Une préfiguration à la douleur de l'enfantement de son dernier opus - sommes-nous tous condamnés à ne percevoir que ce qui résonne avec nos douleurs? - consacré à son grand-père, Jean Jardin, directeur du cabinet de Pierre Laval du 20 avril 1942 au 30 novembre 1943, couvrant le terrible événement de la rafle du Vél d'Hiv, le 16 juillet 1942, avec la question centrale qui taraude son petit-fils: Pourquoi n'a-t-il pas démissionné ce jour-là?
L'idée de ce livre a pris racine en 1999. Dix ans de recherches, de réflexions, de plongée au fond de soi-même, non pour réécrire l'Histoire, mais pour tenter de comprendre celle de la famille Jardin: Publier ces pages encolérées reste pour moi une réparation minimale. Elles me permettent de renoncer aux bénéfices sympathiques de notre légende et assurent une certaine sape de notre crédit; ce qui est bien le moindre. Le parfum joyeux qui nimbait la saga de notre clan n'y résistera pas. Je signe ces pages comme on refuse un héritage devant notaire. Pour sectionner une filiation après l'avoir reconnue.
Ces fiançailles du chagrin et de la pitié comme il le dit si bien, ne plairont pas à tout le monde, pas plus aux Jardin qu'à d'autres qui ont soigneusement effacé de leur mémoire cette période de l'Occupation qui a tout de même - pour certains - exercé une force d'attraction envers une idéologie audacieuse, créative, fascinante dont il est de bon ton de ne pas raviver les cendres.
Au sein de tout ce petit monde qui gravite autour du cercle familial de Vevey, Alexandre Jardin ne ménage personne: ni Raymond Abellio, ni Coco Chanel, ni Couve de Murville, ni Robert Aron ou encore Paul Morand, avec en contrepoint un émouvant passage reflétant sa rencontre avec Frédéric Mitterand dans l'oeil duquel il a vu la douleur muette d'un homme qui, lui aussi, avait dû être esquinté par une famille de gens très bien où l'on pratiquait une cécité intensive. Sévère avec lui-même, il l'est aussi, devançant les critiques de ceux qui pourraient lui reprocher de cracher sur des morts qui ne peuvent se défendre: A l'époque du "Roman des Jardin", mes nerfs n'étaient pas à l'épreuve de la vie.

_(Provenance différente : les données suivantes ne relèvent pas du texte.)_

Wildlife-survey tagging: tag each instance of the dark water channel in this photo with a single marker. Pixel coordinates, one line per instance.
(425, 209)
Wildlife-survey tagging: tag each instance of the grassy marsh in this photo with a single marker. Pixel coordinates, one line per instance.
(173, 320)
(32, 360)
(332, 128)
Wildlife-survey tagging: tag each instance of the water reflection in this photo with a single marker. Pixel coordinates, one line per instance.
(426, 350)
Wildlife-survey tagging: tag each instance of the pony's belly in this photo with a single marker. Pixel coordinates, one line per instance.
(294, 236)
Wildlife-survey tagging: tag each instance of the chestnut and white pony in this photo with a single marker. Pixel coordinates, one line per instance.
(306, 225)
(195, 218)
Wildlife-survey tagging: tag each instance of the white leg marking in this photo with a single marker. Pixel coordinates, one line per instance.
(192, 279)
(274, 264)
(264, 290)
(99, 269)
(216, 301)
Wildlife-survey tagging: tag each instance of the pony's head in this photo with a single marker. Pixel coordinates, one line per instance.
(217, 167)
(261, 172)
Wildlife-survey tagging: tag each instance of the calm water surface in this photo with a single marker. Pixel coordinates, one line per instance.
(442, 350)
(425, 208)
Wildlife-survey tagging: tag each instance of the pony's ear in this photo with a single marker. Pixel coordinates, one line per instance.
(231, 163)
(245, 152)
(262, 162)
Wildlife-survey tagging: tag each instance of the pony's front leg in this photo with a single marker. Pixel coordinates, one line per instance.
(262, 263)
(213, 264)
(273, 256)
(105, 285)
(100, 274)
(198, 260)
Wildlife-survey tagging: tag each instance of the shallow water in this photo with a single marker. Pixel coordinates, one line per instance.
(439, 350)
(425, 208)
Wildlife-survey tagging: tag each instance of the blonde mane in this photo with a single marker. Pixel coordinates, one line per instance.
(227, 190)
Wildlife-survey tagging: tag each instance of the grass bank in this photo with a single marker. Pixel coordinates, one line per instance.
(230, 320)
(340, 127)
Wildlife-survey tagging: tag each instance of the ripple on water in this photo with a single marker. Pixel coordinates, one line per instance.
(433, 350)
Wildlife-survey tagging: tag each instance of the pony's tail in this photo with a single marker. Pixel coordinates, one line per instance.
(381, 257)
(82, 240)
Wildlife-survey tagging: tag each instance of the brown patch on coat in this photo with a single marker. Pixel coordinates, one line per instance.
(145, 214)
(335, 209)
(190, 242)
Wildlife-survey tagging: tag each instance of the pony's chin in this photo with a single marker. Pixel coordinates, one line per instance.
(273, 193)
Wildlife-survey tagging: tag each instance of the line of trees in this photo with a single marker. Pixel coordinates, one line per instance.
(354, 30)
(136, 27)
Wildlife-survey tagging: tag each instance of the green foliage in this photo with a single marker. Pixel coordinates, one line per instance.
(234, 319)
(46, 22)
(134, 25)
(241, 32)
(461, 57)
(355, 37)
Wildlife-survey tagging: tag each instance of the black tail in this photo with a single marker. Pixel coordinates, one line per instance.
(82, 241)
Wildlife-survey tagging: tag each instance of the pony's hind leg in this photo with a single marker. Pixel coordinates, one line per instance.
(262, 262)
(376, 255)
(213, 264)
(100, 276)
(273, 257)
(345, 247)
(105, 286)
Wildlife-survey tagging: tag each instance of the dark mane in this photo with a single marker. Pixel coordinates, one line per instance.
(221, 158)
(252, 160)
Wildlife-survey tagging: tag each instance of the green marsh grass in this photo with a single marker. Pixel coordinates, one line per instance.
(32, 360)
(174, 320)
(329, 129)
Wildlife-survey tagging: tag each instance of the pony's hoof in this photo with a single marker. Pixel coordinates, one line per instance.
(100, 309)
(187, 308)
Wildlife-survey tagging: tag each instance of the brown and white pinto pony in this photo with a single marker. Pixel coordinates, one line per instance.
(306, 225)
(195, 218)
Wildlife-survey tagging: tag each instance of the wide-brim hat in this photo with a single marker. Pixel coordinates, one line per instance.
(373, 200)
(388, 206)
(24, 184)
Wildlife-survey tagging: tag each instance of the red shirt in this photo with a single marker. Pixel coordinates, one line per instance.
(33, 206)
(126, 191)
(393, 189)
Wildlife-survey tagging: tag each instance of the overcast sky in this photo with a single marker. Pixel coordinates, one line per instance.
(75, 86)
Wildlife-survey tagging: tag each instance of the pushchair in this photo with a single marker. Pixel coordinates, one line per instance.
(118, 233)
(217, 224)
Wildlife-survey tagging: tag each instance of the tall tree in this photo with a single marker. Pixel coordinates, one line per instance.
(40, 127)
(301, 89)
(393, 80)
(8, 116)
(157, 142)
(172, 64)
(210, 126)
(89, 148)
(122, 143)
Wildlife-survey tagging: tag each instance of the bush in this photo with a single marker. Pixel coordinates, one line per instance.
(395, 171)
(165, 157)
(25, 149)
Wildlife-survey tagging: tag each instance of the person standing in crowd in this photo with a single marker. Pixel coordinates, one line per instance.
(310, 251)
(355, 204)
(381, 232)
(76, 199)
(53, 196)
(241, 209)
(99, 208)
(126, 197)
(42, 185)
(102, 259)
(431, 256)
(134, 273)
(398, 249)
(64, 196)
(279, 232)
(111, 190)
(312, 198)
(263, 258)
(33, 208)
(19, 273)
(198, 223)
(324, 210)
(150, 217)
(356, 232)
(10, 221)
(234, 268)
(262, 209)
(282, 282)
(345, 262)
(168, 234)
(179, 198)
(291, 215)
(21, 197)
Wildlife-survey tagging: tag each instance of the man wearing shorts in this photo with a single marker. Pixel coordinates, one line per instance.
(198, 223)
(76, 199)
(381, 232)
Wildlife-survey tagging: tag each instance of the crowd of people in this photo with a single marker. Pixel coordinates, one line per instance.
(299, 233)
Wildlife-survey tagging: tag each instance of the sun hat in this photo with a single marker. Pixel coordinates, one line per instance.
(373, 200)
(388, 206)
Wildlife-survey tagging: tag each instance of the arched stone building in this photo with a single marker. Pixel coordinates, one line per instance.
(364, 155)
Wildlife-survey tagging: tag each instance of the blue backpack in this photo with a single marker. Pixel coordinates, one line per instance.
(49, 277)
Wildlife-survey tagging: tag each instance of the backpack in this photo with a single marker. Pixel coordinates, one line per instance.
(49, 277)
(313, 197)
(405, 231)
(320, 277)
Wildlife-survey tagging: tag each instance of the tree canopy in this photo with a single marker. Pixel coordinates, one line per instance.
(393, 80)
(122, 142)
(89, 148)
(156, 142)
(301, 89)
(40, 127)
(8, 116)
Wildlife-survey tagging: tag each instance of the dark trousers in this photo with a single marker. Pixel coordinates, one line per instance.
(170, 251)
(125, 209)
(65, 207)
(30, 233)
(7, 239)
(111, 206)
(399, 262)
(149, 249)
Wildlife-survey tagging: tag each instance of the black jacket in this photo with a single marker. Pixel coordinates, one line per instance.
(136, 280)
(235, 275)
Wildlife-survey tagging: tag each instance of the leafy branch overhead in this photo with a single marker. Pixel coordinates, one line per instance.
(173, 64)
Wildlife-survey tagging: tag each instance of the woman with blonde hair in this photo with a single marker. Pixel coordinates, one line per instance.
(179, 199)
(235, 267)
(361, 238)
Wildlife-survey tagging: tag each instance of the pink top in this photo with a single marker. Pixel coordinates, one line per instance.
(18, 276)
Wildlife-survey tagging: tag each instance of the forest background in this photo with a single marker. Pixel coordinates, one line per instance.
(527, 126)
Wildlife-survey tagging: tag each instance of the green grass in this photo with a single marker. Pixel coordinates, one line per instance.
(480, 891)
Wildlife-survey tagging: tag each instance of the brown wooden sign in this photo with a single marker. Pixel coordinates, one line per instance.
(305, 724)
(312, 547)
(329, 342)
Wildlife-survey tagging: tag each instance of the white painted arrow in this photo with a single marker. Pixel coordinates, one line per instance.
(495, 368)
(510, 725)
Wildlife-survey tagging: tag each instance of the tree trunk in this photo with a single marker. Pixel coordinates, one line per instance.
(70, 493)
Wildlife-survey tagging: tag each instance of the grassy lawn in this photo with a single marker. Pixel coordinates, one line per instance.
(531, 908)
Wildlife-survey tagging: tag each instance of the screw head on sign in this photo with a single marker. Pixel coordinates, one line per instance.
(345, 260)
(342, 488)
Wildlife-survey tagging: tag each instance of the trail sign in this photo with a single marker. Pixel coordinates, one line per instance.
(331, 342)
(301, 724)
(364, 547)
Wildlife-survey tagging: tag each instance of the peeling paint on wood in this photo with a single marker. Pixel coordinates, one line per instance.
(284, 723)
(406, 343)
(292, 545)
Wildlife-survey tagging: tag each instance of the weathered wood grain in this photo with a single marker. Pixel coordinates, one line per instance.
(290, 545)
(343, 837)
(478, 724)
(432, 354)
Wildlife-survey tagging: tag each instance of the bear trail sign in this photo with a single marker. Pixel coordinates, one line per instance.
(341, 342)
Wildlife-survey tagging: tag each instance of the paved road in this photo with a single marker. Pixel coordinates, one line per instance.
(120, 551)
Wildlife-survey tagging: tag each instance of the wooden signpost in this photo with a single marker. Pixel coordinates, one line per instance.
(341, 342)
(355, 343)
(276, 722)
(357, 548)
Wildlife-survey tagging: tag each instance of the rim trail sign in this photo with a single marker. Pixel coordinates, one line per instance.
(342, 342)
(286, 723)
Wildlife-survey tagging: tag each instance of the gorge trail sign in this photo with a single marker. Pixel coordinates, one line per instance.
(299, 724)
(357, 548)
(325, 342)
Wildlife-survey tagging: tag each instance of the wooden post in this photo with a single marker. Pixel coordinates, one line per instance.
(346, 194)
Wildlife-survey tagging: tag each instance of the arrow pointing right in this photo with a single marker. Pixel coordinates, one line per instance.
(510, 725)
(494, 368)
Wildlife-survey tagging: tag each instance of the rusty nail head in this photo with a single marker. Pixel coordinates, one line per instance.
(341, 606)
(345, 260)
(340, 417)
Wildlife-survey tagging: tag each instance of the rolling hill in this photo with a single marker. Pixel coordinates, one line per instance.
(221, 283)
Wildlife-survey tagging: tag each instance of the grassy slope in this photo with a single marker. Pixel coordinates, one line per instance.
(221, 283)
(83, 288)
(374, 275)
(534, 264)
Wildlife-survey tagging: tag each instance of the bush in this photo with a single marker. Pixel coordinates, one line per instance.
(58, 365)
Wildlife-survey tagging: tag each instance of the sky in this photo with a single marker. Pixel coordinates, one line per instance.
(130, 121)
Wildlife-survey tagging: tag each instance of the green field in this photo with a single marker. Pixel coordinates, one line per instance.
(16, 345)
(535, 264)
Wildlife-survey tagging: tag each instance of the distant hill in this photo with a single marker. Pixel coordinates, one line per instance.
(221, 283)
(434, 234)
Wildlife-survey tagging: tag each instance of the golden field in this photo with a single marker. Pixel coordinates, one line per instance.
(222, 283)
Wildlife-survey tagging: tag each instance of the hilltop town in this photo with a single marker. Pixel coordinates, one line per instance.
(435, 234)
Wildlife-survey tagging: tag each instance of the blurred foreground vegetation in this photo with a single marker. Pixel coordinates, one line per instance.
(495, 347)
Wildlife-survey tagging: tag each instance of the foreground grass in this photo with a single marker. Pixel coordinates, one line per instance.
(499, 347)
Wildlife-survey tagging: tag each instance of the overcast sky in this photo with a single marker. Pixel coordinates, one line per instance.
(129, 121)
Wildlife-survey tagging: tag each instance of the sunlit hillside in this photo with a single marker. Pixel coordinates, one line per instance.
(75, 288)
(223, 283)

A présent que je quitte ma condition de faux-monnayeur polygraphe, d'illusionniste espiègle pour oser m'aventurer dans le réel, qui vais-je devenir? Un type un peu dégoûté par le projet de s'autocréer. Sans doute serai-je moins ce que je raconte. Et plus domicilié dans ma propre peau.
Qu'il devait donc l'aimer, ce nain jaune qui ne se lassait pas de croquer des chocolats Lindt ultra-fins au bord du lac Léman et qu'il imagine à la fin du livre, quand il lui demande d'arrêter la rafle et s'entend répondre, comme un écho lointain: Mon chéri, les choses ne sont pas si simples...
Le récit de cet homme en colère qui dresse un réquisitoire impitoyable contre les siens n'est sans doute pas à opposer au "Roman des Jardin", version enjouée et affectueuse de son évocation familiale à laquelle répondent aujourd'hui les mots de la tragédie et du refus: Peut-être que mûrir, justement, c'est accepter de vivre dans l'étau de nos contradictions.
Le regard d'Alexandre Jardin n'est pas celui d'un historien, qu'on se le dise; il y a des redites, parfois, ou des faiblesses, tel le chapitre un peu simpliste intitulé Le nain vert qui évoque le personnage controversé de Tariq Ramadan; mais c'est le prix d'un écrivain qui choisit délibérément de privilégier, avec un courage discret et poignant, une éthique personnelle plutôt qu'une réussite de style, soucieux d'être au plus vrai possible de sa propre histoire.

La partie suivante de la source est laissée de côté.